LlamaIndex Integration
Pair contextweaver's bounded-choice routing, phase-specific context, and context firewall with LlamaIndex's
ReActAgentso the LLM sees a focused shortlist of tools and a budgeted prompt instead of the entire catalogue and conversation history.
Why
A LlamaIndex ReActAgent doing function-calling over a large catalogue
runs into three concrete problems:
- Tool overload. Every tool's name + description goes into the system prompt. With 50+ tools that's thousands of tokens before the user even speaks.
- Unbounded context. The agent's chat memory grows turn by turn; once a tool returns a multi-KB blob, every subsequent turn pays for it.
- No phase awareness. The same prompt is used for "which tool?", "what arguments?", and "what's the final answer?" — they all need different things.

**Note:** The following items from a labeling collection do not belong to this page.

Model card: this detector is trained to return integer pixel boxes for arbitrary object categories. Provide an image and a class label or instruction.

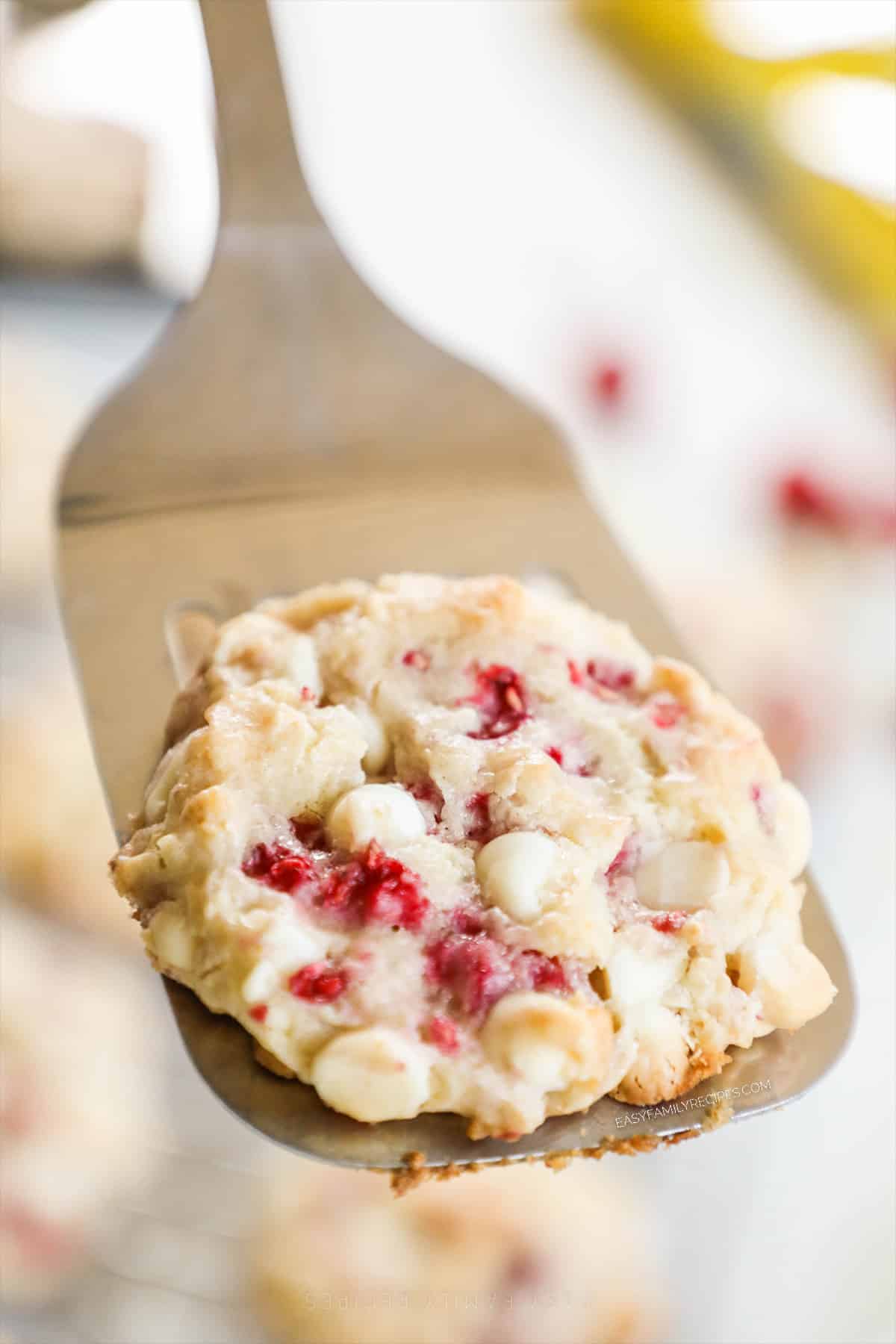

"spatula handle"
[199,0,320,228]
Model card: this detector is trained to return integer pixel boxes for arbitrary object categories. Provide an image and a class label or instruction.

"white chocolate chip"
[149,902,193,971]
[144,738,188,825]
[348,700,390,774]
[242,961,278,1004]
[606,924,688,1007]
[211,612,323,697]
[733,938,837,1031]
[774,780,812,877]
[278,635,324,699]
[476,830,556,924]
[326,783,426,853]
[264,919,328,974]
[635,840,731,910]
[482,992,612,1092]
[311,1027,430,1125]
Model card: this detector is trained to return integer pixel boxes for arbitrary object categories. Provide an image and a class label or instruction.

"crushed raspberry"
[775,470,896,541]
[289,813,326,850]
[650,910,688,933]
[242,844,291,882]
[461,662,529,742]
[426,934,513,1013]
[405,780,445,821]
[650,699,685,729]
[567,659,635,697]
[588,359,629,410]
[750,783,775,835]
[289,961,348,1004]
[607,835,638,879]
[451,906,485,938]
[320,840,430,933]
[242,844,316,892]
[523,949,570,992]
[426,1018,459,1055]
[264,853,317,894]
[426,930,570,1013]
[464,793,491,844]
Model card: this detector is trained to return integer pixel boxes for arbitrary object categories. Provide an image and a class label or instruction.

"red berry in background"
[775,467,896,541]
[587,359,630,411]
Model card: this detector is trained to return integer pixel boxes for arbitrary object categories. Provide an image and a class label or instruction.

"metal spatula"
[59,0,853,1168]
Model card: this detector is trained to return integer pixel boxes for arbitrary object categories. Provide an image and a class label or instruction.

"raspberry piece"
[264,853,317,894]
[588,359,629,410]
[466,793,491,844]
[242,844,291,882]
[320,840,430,933]
[407,780,445,823]
[523,948,570,992]
[289,961,348,1004]
[461,662,531,742]
[242,844,317,892]
[650,910,688,933]
[607,836,638,879]
[426,1018,459,1055]
[567,659,634,699]
[650,699,685,729]
[402,649,432,672]
[451,906,485,938]
[775,470,896,541]
[426,934,513,1015]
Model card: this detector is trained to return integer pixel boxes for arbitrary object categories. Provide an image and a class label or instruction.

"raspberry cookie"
[252,1161,666,1344]
[113,575,834,1139]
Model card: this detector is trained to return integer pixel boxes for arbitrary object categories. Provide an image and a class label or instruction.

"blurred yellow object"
[576,0,896,353]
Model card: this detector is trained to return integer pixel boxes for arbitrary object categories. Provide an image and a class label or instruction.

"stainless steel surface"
[59,0,853,1168]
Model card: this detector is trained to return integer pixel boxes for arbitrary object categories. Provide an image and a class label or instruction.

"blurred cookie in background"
[0,672,140,951]
[252,1159,668,1344]
[0,904,163,1307]
[659,532,893,786]
[0,337,77,607]
[0,0,217,293]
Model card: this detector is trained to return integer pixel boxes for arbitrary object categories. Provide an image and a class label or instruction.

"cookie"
[252,1161,664,1344]
[113,575,834,1139]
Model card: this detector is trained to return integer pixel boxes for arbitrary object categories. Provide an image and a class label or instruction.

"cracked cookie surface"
[113,575,834,1137]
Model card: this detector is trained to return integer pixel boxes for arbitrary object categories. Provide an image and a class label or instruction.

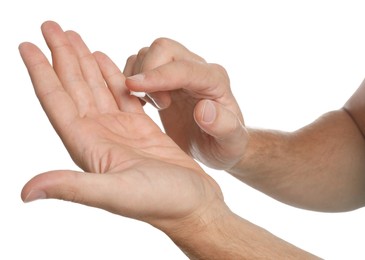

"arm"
[125,39,365,211]
[19,22,318,259]
[229,109,365,211]
[168,207,320,260]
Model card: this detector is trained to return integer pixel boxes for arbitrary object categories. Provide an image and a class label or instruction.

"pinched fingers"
[126,60,232,105]
[93,52,143,113]
[124,38,205,109]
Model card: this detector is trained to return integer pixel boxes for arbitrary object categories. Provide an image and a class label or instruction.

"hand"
[124,39,248,170]
[19,22,225,232]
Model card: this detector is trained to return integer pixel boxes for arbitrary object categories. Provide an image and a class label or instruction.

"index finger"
[19,42,78,132]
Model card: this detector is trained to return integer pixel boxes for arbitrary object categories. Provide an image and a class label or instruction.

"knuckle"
[210,63,230,87]
[151,37,173,49]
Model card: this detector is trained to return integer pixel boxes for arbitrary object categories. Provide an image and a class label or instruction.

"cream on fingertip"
[130,91,146,98]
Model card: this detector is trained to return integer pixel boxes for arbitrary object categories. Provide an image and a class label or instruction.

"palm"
[20,23,222,230]
[160,85,243,169]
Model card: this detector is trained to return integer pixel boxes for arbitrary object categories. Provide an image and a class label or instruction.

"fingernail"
[127,73,145,81]
[147,94,167,110]
[203,100,216,123]
[24,190,47,203]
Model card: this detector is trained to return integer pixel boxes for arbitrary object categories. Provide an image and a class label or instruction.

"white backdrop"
[0,0,365,260]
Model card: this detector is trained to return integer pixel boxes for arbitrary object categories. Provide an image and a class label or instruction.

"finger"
[94,52,143,113]
[42,21,95,116]
[139,38,205,74]
[194,100,248,148]
[65,31,118,113]
[126,60,232,104]
[21,170,134,217]
[132,47,149,75]
[123,55,137,77]
[19,43,79,133]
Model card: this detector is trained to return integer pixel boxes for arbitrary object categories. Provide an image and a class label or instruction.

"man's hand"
[19,22,226,230]
[124,38,248,170]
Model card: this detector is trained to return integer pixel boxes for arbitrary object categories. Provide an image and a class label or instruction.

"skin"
[124,38,365,212]
[19,21,356,259]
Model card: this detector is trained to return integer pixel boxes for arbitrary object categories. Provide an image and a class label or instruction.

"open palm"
[20,22,223,231]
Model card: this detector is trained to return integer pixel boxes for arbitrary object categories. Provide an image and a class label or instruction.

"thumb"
[21,170,121,212]
[194,100,248,147]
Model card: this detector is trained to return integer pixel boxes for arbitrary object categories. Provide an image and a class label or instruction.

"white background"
[0,0,365,260]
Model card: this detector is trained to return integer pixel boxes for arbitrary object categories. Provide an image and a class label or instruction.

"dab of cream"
[130,91,146,98]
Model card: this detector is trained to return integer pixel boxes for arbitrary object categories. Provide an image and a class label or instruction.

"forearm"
[229,110,365,211]
[166,206,318,259]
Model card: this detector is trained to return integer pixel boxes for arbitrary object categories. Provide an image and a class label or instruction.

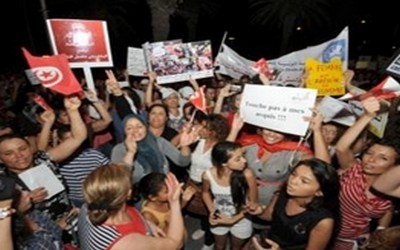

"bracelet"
[0,207,12,220]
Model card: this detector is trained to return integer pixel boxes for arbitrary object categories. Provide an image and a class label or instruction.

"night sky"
[0,0,400,71]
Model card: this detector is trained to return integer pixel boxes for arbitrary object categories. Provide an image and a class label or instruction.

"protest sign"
[143,40,213,84]
[126,47,147,76]
[47,19,113,68]
[305,58,346,96]
[240,84,317,136]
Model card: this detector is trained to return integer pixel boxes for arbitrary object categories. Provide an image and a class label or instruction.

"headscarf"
[122,114,165,174]
[238,135,313,159]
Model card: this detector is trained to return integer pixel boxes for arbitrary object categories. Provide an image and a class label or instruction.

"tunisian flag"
[22,48,82,96]
[339,76,400,100]
[189,86,207,114]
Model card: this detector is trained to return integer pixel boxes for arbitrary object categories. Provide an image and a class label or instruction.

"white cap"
[178,86,194,99]
[160,87,179,99]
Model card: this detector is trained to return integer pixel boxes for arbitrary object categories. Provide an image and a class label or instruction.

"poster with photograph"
[126,47,147,76]
[143,40,213,84]
[47,19,113,68]
[240,84,317,136]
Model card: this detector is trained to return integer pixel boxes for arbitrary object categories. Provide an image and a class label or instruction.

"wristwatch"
[0,207,11,220]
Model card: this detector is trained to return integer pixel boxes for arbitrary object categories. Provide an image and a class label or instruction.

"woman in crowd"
[186,112,229,249]
[248,158,339,250]
[78,164,184,250]
[0,97,87,220]
[106,71,197,185]
[202,141,258,250]
[334,97,400,249]
[372,166,400,198]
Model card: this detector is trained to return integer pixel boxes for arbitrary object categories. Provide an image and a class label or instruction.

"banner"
[214,44,258,80]
[306,57,346,96]
[22,48,82,95]
[126,47,148,76]
[46,19,113,68]
[215,27,349,86]
[143,40,214,84]
[240,84,317,136]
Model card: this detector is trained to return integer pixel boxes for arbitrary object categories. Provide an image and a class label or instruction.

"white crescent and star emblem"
[32,66,63,88]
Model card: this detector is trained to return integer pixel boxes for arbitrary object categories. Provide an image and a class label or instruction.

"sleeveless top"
[206,169,237,216]
[141,201,171,230]
[189,139,212,183]
[268,193,332,250]
[78,205,151,250]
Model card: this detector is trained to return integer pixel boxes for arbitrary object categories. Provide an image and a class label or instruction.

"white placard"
[18,164,65,199]
[240,84,317,136]
[319,96,356,126]
[126,47,148,76]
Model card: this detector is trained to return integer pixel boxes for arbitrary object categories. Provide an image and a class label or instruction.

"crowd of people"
[0,66,400,250]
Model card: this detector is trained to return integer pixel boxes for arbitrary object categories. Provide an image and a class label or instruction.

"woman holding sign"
[0,97,87,220]
[334,97,400,250]
[228,108,330,229]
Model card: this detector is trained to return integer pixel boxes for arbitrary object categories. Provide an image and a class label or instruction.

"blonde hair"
[83,163,132,225]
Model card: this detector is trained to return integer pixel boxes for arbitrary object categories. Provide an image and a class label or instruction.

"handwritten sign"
[18,164,65,199]
[349,85,390,138]
[47,19,113,68]
[126,47,148,76]
[306,57,345,96]
[240,84,317,136]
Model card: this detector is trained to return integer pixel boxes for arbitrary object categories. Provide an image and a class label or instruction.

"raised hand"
[64,96,82,110]
[105,70,123,96]
[361,97,381,117]
[165,172,182,203]
[84,89,99,102]
[40,109,56,124]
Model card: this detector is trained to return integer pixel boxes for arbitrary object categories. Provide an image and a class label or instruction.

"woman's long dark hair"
[282,158,340,245]
[211,141,249,211]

contextweaver fixes all three without forking LlamaIndex.
Prerequisites
pip install contextweaver llama-index llama-index-llms-openai
export OPENAI_API_KEY=sk-...
Architecture
User query
│
▼
contextweaver Router ← all tools registered in Catalog
│ (top-k shortlist)
▼
LlamaIndex ReActAgent ← receives only the shortlist as tools
│ (function call)
▼
contextweaver Firewall ← intercepts large results
│ (summary + artifact handle)
▼
contextweaver ContextManager ← phase-specific prompt compilation
│ (budgeted ContextPack)
▼
LLM
You hook contextweaver in at two points: before tool selection to narrow the tool list, and after each tool call to firewall the raw result.
Minimal wiring
from llama_index.core.agent import ReActAgent
from llama_index.core.llms import ChatMessage, MessageRole
from llama_index.core.tools import FunctionTool
from llama_index.llms.openai import OpenAI
from contextweaver.context.manager import ContextManager
from contextweaver.routing.catalog import Catalog
from contextweaver.routing.router import Router
from contextweaver.routing.tree import TreeBuilder
from contextweaver.types import ContextItem, ItemKind, Phase, SelectableItem
def db_query(sql: str) -> str:
"""Execute a read-only SQL query and return JSON rows."""
return '{"rows": [...]}' # imagine a 5 KB response
def send_email(to: str, body: str) -> str:
"""Send an email to *to* with *body*."""
return "ok"
# 1. Register every tool in contextweaver's Catalog as a SelectableItem.
catalog = Catalog()
for fn in (db_query, send_email):
catalog.register(SelectableItem(
id=fn.__name__,
kind="tool",
name=fn.__name__,
description=(fn.__doc__ or "").strip().splitlines()[0],
namespace=fn.__name__.split("_", 1)[0],
))
graph = TreeBuilder(max_children=8).build(catalog.all())
router = Router(graph, items=catalog.all(), top_k=3)
# 2. One ContextManager per session.
ctx_mgr = ContextManager()
# 3. Per-turn loop.
def respond(user_query: str, turn: int) -> str:
# Ingest the user turn.
ctx_mgr.ingest_sync(ContextItem(
id=f"u{turn}", kind=ItemKind.user_turn, text=user_query,
))
# Route to top-k tools (LlamaIndex never sees the full catalogue).
routed = router.route(user_query)
selected = [
FunctionTool.from_defaults(fn=locals_lookup[tid])
for tid in routed.candidate_ids
]
# Hand the shortlist + budgeted prompt to LlamaIndex. pack.prompt is a
# plain string; LlamaIndex's chat_history expects a list[ChatMessage],
# so we wrap it as a single SYSTEM message that primes the agent.
pack = ctx_mgr.build_sync(phase=Phase.answer, query=user_query)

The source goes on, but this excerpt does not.